Biomechanical analysis plays a pivotal role in enhancing performance and preventing injuries in rock climbing. Despite a recent increase in popularity, there remains a lack of research quantifying full-body movements, resulting in uncertainty regarding biomechanical demands and variability. It should be noted that there is a scarcity of data in climbing research to quantify optimal techniques, particularly for traverses. This study aims to address this gap by examining the demands of a traverse in a controlled setting using Vicon marker-based three-dimensional (3D) motion capture.  Fourteen experienced climbers (32 ± 13 years, 70 ± 9 kg) with varying skill levels (intermediate to advanced) and climbing backgrounds (sport climbing, trad climbing and bouldering) completed a two-minute standardised traverse on a custom-built Lattice circuit (2440 × 2440 × 1220 mm). A twelve-camera (200 Hz, Vantage) motion analysis system (Vicon, Motion Systems Ltd. Oxford, United Kingdom) acquired kinematic data.
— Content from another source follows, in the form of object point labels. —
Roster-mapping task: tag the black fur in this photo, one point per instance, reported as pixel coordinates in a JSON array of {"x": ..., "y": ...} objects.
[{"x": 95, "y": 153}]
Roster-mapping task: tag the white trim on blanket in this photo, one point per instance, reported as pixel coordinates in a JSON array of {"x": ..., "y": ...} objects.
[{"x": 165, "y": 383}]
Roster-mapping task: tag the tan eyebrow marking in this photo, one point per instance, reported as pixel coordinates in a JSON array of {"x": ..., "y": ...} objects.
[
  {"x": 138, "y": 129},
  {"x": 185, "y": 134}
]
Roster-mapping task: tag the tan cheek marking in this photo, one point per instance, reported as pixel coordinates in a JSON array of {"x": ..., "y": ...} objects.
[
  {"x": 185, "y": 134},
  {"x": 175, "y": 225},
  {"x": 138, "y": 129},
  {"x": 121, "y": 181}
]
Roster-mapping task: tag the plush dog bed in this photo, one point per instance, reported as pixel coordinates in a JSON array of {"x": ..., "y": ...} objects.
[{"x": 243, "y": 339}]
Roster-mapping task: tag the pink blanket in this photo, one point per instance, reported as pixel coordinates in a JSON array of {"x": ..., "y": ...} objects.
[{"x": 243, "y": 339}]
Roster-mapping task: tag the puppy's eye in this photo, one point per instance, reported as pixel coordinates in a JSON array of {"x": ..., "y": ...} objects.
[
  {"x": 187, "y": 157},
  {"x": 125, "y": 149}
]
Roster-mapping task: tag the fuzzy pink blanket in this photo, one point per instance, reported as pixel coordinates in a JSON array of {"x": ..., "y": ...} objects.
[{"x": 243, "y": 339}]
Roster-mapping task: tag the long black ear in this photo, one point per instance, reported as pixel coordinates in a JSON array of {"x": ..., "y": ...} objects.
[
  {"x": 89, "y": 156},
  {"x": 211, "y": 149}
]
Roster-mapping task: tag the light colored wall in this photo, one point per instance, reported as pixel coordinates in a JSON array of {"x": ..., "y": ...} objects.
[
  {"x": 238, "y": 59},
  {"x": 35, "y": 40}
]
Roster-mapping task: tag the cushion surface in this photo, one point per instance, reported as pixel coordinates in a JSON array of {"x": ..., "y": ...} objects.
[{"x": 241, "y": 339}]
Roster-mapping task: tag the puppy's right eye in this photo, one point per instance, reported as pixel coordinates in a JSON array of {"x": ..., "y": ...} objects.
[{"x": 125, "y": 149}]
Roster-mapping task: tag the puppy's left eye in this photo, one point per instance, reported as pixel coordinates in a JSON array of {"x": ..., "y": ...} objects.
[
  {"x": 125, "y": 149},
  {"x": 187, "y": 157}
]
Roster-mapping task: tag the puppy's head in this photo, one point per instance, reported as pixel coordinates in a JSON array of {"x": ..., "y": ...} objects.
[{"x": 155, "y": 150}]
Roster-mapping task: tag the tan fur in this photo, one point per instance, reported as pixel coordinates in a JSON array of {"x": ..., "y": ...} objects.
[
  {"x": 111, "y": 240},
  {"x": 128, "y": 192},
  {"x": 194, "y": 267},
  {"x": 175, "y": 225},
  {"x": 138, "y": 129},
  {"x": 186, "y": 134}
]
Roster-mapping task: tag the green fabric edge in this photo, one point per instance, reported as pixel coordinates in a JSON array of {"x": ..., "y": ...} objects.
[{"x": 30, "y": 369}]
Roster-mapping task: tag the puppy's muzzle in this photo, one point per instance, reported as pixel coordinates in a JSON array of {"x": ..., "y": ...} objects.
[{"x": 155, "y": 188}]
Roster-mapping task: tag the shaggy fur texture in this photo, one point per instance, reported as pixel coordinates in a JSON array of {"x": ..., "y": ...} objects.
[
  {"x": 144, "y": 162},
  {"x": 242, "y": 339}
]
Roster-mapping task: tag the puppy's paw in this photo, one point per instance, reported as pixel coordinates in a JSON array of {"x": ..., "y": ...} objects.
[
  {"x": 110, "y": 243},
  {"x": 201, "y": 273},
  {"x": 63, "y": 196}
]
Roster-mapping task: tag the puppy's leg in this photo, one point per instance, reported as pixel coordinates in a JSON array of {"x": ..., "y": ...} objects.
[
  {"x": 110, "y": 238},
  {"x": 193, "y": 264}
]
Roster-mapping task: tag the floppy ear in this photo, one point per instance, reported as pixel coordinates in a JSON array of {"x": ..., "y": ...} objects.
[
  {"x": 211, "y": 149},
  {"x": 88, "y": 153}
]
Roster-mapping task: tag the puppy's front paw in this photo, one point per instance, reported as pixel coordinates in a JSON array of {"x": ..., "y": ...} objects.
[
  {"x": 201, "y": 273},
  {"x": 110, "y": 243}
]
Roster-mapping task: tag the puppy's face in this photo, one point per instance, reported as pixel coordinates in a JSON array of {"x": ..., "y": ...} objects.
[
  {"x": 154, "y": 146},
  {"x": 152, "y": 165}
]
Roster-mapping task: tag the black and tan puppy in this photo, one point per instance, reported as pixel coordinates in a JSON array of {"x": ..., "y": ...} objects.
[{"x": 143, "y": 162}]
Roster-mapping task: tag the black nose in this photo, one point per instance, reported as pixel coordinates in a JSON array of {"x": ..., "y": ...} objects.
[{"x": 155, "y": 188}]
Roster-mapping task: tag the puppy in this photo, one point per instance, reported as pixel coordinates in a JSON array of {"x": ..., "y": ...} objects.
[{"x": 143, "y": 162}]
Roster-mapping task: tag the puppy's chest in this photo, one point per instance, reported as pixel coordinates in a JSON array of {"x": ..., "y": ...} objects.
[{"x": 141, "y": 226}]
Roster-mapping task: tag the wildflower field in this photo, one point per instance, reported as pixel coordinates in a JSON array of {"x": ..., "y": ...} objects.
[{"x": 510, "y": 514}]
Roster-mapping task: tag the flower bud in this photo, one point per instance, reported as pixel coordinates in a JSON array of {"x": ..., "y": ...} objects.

Retroreflective markers were attached to anatomical landmarks of the upper and lower body. The trials were preceded by a 10-minute self-selected warmup. This data will be analysed to assess the degree of inter-participant variability, observing if there is the possibility of quantifying an optimal traversing technique. Intra-participant variability will be assessed, to measure the effect of fatigue on the climbing movement. Previous literature has alluded to the possibility of fatigue increasing the use of the legs when climbing as compensation. Comparing the beginning of the traverse to the end, data should further substantiate this claim. This research will offer insights into the kinematic demands of rock climbing, laying the groundwork for further studies on a larger scale to assess the possibility of optimising technique, performance, and injury strategies. This study contributes to bridging the vast gap between biomechanical research and practical applications in the climbing community, facilitating a more evidence-based approach to performance.